Mit dem Messer niedergestochen
Das Landgericht Ingolstadt hat einen 56-Jährigen zu einer Freiheitsstrafe von sechs Jahren verurteilt. Der Mann hatte seinen Nachbarn und dessen Sohn lebensgefährlich verletzt
Ingolstadt Das Landgericht Ingolstadt hat den 56-jährigen Mann aus Pfaffenhofen, der vor einem Jahr seinen Nachbarn und dessen Sohn niedergestochen und lebensgefährlich verletzt hatte, zu einer Freiheitsstrafe von sechs Jahren verurteilt. Die 1. Strafkammer unter Vorsitz von Landgerichtsvizepräsident Jochen Bösl sprach den arbeitslosen Kraftfahrer wegen gefährlicher Körperverletzung schuldig.
Die Staatsanwaltschaft Ingolstadt hatte ihn wegen versuchten Totschlags und gefährlicher Körperverletzung angeklagt.

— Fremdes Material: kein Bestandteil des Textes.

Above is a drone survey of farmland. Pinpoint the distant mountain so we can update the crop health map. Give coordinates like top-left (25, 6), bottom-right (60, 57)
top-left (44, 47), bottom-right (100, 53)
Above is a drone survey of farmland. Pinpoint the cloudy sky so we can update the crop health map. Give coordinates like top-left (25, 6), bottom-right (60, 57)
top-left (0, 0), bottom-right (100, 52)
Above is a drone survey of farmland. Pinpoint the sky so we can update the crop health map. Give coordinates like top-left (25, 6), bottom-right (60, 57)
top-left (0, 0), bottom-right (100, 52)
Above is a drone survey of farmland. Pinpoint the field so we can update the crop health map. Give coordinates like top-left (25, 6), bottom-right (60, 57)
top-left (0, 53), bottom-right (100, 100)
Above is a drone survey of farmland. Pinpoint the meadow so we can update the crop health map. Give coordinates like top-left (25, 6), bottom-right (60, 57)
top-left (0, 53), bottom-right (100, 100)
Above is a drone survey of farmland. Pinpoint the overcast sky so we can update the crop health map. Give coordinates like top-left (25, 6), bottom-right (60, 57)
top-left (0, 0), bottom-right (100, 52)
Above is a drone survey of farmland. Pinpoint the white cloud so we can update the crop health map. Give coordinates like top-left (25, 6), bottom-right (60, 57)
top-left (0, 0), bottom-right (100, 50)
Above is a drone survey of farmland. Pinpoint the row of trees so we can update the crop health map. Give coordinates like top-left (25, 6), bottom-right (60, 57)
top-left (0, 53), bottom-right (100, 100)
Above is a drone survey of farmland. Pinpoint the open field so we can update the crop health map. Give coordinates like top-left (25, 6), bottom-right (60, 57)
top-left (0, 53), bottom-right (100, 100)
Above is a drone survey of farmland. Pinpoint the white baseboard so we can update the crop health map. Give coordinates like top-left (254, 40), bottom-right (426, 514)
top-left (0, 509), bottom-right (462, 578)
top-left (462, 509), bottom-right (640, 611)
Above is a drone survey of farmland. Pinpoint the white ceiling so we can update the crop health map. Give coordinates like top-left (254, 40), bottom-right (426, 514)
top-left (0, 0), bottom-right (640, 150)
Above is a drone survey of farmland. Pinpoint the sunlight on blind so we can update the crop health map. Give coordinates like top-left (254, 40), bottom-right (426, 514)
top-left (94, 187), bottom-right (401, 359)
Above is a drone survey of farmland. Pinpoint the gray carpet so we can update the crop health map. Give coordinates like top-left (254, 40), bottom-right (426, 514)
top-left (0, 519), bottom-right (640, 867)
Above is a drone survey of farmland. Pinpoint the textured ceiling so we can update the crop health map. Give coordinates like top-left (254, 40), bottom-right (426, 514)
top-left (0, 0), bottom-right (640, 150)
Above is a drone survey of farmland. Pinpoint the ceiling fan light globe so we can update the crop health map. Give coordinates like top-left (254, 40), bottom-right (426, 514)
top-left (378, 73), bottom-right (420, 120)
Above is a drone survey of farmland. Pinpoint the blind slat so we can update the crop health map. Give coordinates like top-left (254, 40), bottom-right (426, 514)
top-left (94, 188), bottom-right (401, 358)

Und die Vertreterin der Anklage sah diese Vorwürfe nach Beendigung der Beweisaufnahme als belegt an. In ihrem Plädoyer hatte sie am Donnerstag acht Jahre und zehn Monate Haft für den Angeklagten gefordert. Verteidiger Stefan Roeder dagegen hatte auf fünf Jahre plädiert. Wegen gefährlicher Körperverletzung. Einen versuchten Totschlag sah er durch die Zeugenaussagen als nicht belegt an.
Was am zweiten Weihnachtstag 2017 in Pfaffenhofen geschah, bezeichnete Richter Bösl in seiner Urteilsbegründung als eine „vollkommen sinnlose Tat“. Der weitgehend geständige und glaubhaft reuige Angeklagte hatte seinen Obermieter und dessen drei gerade von einem Ausflug nach Hause kommenden Söhne mit einem Küchenmesser im Hausflur erwartet. Den heute 52-Jährigen attackierte er und verletzte im sich entwickelnden Kampf auch den inzwischen 18-jährigen ältesten Sohn lebensgefährlich, der seinem Vater half. Beide überlebten nur, weil sie schnell notoperiert wurden. Die beiden jüngsten Söhne waren körperlich unbeschadet geblieben. Dem Angriff vorausgegangen war ein länger dauernder Nachbarschaftsstreit, der allerdings nach Auffassung der Kammer wesentlich vonseiten des Angeklagten ausging. Der habe letztlich seinen Obermieter „zum Sündenbock für alle seine Probleme“gemacht. Kurz vor der Tat hatte er sich erneut mit seiner Frau und dem Sohn zerstritten. Zudem hatte er, der früher Probleme mit Alkohol hatte, an jenem Tag mehrere Biere getrunken, war enthemmt, auch depressiv verstimmt, dennoch aber – laut psychiatrischem Gutachter – voll schuldfähig.
Die juristisch entscheidende Frage in dem Prozess war, ob der Ange- klagte letztlich vom Versuch des Totschlags „freiwillig zurückgetreten“war. So lautet die juristische Formulierung. Die Kammer, die ihr Urteil lange und ausführlich begründete, sah das so. Sehr verkürzt dargestellt deshalb: Auch wenn der Angeklagte mit seinem Handeln den Tod der beiden in Kauf genommen habe, habe er letztlich aber doch nach dem letzten Stich aufgehört und das Messer weggelegt, obwohl er hätte weitermachen können. Und zwar zu einem Zeitpunkt, wo er – zumindest „nicht widerlegbar“– davon ausgegangen sei, dass die beiden Männer nicht tödlich verletzt waren. Im Zweifel für den Angeklagten. Aus dieser Einschätzung resultiere letztlich das Strafmaß. Symbolfoto: haju Dass dies der Nebenklage, die auch eine Haftstrafe im zweistelligen Bereich für angemessen erachtet hätte, zu wenig sei, fand Bösl „absolut nachvollziehbar“. Wenn der Mann und der Sohn beinahe ums Leben kommen, sei klar, dass es die Familie am liebsten habe, wenn der Täter nie aus dem Gefängnis käme. „Wir müssen die Tat aber rechtlich einordnen“, erklärte Bösl. Und zu vergleichbaren Fällen ins Verhältnis setzen. Dem nicht vorbestraften Angeklagten, der sich in seinem letzten Wort erneut entschuldigte, redete er ins Gewissen: „Es ist reine Glückssache, dass die beiden überlebt haben.“Zudem leide die ganze Familie nach wie vor unter dem, was er ihr angetan habe.